City manager, council member blame disagreement on lack of cooperation
JANESVILLE—City Manager Mark Freitag and Councilman Jens Jorgensen want city staff and the council to work cooperatively, but for different reasons, neither thinks that's happening.
Typically, when the council president or two council members ask city staff to do research for an agenda item, staff will comply. That didn't happen when Jorgensen, with Councilwoman Carol Tidwell as his second, requested staff draft an ordinance the council could use as a basis for discussion on the city manager's consultant spending.
Freitag said he declined Jorgensen's request in part because he didn't believe Jorgensen was being cooperative.
Jorgensen doesn't understand Freitag's resistance and wonders if it's evidence he's hiding something.
“I hope that's not what going on here, but ...” Jorgensen said.
“That's ridiculous,” Freitag said of such allegations.
In January and February, Jorgensen went to city employees and requested they research and analyze data related to how much Janesville and peer cities spend on consultants. Jorgensen also requested assistant city attorney Tim Wellnitz draft an ordinance to restrict how much the city manager can spend on consultants without council approval.
Employees told Jorgensen they'd get to work, but when he returned to City Hall to check on their progress, he was told to talk to Freitag.
Freitag explained he wouldn't allow staff to spend time researching a topic without knowing how the rest of the council felt about it. Freitag works for the council as a whole, not just Jorgensen and Tidwell, Freitag said.
Jorgensen was shocked. The move was unusual.
Historically, staff would comply with requests such as the one Jorgensen and Tidwell made.
Freitag said he denied their request for several reasons:
— Jorgensen wasn't being cooperative in his request, Freitag said.
Whenever staff asked Jorgensen if he needed further help or why he was after the information he sought, Jorgensen didn't respond, Freitag said.
“This was trying to work around the city manager and the city processes in order to affect some result,” he said. “The last thing this has been is cooperative.”
— Jorgensen didn't provide an example of a problem he was trying to solve with an ordinance that would restrict Freitag's consultant spending. Jorgensen went from a perceived problem he didn't explain to the solution of drafting an ordinance, Freitag said.
“That's not how good organizations do problem solving,” he said.
— The turnaround Jorgensen expected was too quick.

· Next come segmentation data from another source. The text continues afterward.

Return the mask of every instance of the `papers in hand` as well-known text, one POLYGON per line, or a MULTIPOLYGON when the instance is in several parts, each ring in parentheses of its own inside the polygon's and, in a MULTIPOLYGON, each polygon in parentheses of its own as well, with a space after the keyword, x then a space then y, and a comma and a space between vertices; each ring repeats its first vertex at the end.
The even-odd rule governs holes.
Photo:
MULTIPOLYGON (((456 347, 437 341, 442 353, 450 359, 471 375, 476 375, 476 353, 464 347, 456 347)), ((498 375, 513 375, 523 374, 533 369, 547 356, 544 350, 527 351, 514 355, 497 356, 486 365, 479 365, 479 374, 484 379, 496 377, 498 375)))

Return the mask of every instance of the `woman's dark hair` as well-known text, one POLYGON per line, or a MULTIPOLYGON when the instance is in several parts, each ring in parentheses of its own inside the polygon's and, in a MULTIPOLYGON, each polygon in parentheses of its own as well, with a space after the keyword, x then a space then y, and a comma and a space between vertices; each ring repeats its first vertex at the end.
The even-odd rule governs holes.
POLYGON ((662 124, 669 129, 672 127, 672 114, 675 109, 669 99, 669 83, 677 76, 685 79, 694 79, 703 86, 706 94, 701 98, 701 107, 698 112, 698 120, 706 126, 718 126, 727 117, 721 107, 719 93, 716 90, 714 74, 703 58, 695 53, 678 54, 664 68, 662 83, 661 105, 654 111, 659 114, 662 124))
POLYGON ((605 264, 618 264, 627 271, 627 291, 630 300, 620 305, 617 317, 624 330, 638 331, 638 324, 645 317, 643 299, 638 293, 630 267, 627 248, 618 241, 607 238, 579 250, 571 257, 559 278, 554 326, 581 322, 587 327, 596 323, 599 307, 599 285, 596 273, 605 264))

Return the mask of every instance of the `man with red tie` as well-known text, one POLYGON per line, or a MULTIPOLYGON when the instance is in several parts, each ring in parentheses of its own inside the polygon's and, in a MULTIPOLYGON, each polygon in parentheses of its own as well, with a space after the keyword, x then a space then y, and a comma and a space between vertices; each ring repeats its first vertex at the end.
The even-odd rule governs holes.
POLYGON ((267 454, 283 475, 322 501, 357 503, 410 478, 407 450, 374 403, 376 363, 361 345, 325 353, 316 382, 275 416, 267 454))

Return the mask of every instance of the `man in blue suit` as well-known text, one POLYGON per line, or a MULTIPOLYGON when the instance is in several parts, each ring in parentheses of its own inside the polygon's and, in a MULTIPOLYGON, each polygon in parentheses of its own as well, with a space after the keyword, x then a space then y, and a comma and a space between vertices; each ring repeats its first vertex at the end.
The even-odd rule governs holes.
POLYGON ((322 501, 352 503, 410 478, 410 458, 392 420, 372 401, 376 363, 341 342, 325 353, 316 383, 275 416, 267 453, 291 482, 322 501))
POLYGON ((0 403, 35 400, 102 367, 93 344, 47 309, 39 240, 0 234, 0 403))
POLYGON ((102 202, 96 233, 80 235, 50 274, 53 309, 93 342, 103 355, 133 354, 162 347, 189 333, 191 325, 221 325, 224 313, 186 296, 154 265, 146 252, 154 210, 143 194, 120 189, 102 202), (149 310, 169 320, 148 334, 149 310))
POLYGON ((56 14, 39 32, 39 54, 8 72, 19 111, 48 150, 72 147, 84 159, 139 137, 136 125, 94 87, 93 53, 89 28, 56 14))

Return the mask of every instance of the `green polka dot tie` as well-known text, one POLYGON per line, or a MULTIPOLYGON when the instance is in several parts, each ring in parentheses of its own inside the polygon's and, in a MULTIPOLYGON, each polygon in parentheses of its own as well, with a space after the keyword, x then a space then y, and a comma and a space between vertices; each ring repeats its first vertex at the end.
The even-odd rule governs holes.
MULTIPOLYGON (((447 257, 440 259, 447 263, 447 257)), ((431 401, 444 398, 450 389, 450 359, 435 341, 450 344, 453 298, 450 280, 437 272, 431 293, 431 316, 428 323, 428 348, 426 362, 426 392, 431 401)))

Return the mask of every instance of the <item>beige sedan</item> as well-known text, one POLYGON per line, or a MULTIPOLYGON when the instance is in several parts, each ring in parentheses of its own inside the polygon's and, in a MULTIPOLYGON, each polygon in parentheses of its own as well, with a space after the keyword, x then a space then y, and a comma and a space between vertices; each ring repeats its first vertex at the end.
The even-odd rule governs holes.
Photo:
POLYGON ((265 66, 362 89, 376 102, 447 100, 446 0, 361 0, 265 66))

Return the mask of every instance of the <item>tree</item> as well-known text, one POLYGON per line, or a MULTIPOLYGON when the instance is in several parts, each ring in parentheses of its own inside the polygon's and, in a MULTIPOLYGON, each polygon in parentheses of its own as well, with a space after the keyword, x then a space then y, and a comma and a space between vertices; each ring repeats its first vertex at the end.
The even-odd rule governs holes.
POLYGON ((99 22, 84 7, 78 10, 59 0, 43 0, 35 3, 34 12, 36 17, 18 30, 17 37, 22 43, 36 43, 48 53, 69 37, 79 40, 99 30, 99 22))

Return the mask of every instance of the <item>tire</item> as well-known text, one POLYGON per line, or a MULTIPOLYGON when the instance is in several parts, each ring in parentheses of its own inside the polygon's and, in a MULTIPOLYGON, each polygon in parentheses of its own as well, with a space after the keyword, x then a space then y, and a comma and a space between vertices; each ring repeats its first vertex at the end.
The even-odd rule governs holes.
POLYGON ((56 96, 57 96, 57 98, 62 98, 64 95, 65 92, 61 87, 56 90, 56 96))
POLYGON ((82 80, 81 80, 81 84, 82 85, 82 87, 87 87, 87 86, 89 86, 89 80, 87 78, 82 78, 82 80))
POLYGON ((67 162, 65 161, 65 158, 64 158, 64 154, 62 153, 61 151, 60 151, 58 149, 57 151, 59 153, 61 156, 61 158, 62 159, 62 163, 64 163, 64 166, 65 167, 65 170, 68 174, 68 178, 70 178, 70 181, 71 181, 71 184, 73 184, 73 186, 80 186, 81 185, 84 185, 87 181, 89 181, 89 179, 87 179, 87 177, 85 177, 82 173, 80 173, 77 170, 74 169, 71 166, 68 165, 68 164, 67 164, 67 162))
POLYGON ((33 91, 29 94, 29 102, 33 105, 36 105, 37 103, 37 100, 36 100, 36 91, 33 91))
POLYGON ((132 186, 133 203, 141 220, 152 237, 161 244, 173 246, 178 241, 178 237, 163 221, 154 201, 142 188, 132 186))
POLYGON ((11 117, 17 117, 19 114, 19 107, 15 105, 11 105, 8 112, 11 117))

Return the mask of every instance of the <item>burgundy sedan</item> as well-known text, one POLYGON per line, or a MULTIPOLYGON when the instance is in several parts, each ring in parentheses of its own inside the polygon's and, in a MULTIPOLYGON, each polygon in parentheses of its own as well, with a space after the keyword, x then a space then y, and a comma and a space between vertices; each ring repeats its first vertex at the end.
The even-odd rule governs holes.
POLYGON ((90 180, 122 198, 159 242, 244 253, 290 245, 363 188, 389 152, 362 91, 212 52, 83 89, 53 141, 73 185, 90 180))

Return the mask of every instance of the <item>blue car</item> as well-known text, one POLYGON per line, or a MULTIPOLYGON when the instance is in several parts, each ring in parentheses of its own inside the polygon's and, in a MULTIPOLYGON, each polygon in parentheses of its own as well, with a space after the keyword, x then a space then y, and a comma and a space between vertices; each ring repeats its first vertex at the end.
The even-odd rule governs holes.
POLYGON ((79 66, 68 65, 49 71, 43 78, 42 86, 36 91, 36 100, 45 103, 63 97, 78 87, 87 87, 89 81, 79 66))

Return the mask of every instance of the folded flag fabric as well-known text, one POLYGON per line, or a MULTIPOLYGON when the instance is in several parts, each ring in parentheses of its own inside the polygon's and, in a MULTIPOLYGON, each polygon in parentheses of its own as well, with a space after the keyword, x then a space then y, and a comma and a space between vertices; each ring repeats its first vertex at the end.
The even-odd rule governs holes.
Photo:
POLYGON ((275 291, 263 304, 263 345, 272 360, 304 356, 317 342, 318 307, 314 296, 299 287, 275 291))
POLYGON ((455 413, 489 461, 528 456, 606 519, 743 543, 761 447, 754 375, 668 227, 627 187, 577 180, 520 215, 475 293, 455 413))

He asked Freitag on Feb. 22 to research the issue and draft an ordinance by March 27, which was too soon. Staff time was limited with other work, Freitag said.
Jorgensen maintains the work he requested wouldn't have taken a lot of time or resources.
Freitag said his decision to decline Jorgensen's request was within his rights but was the exception to the rule and certainly won't become the norm.
“Currently, there is no statute, ordinance or policy ... that says that I or any city member or city staff has to do research, provide analysis or do work just because two council members say they want to do something,” Freitag said.
What Freitag doesn't have the right to do, officials said, is decline two council members or the president from putting an item on the agenda, which is why the council discussed the consulting issue Feb. 27 with no information or facts available.
Freitag wanted to see if at least four council members—a majority—wanted the city to research how it spends on consultants before beginning the research. To Jorgensen, such an idea was inefficient, he said.
With no facts or research in hand when discussing a topic, it's difficult to convince other council members, Jorgensen said.
“How am I supposed to do my job as a council member if you're not allowing staff to do research on what I'm trying to do?” Jorgensen said.
Had Jorgensen requested an agenda item for March 13, staff would have had time to do some basic research and fact-finding for the council to use during its discussion, Freitag said. Jorgensen wanted the discussion Feb. 27, less than a week from his request, which didn't provide staff enough time, Freitag said.
Jorgensen and Tidwell believe Freitag's refusal to research the agenda item at their request is evidence of his lack of cooperation.
“We've always been under the practice, if it's going to be on the agenda, let's do some research. … All these roadblocks that seem to be popping up are new,” Jorgensen said.
“My whole thing is I don't understand where this resistance is coming from,” he said.
Jorgensen compared the situation to playing a game with a child who makes up new rules as he goes.
“Ideally, and historically, the city manager and the council have worked together for the betterment of the city, and I would hope that that happens again, but based on the apparent failure to provide consultant data, I am concerned,” Tidwell said.
If two council members want city staff to research a topic, it should, Jorgensen said.
“It's not too much to ask for,” he said.
Some might say council members could ask employees to research frivolous topics, but “we're all adults here,” Jorgensen said. If council members are purposefully wasting staff time, Jorgensen hopes they would be voted out of office, he said.
Under Janesville's council-manager style of government, the city manager is the council's sole employee. The more than 500 city employees work for Freitag, Freitag said.
Council members can still request research and information directly from department and division heads, as Jorgensen did. Whenever that happens, the directors tell Freitag so he stays in the loop or, as in this case, stops employees from using staff time so Freitag can talk to council members himself.
Regardless of how it has played out so far, both parties want to get back to cooperating.
Freitag wants city staff and the council to continue a partnership of making Janesville better, but part of that includes using staff time wisely, Freitag said.
In a text message to The Gazette, Jorgensen said he wants to work on his promise to bring family-supporting jobs to Janesville.
“To do that,” he wrote, “we need everyone to work together.”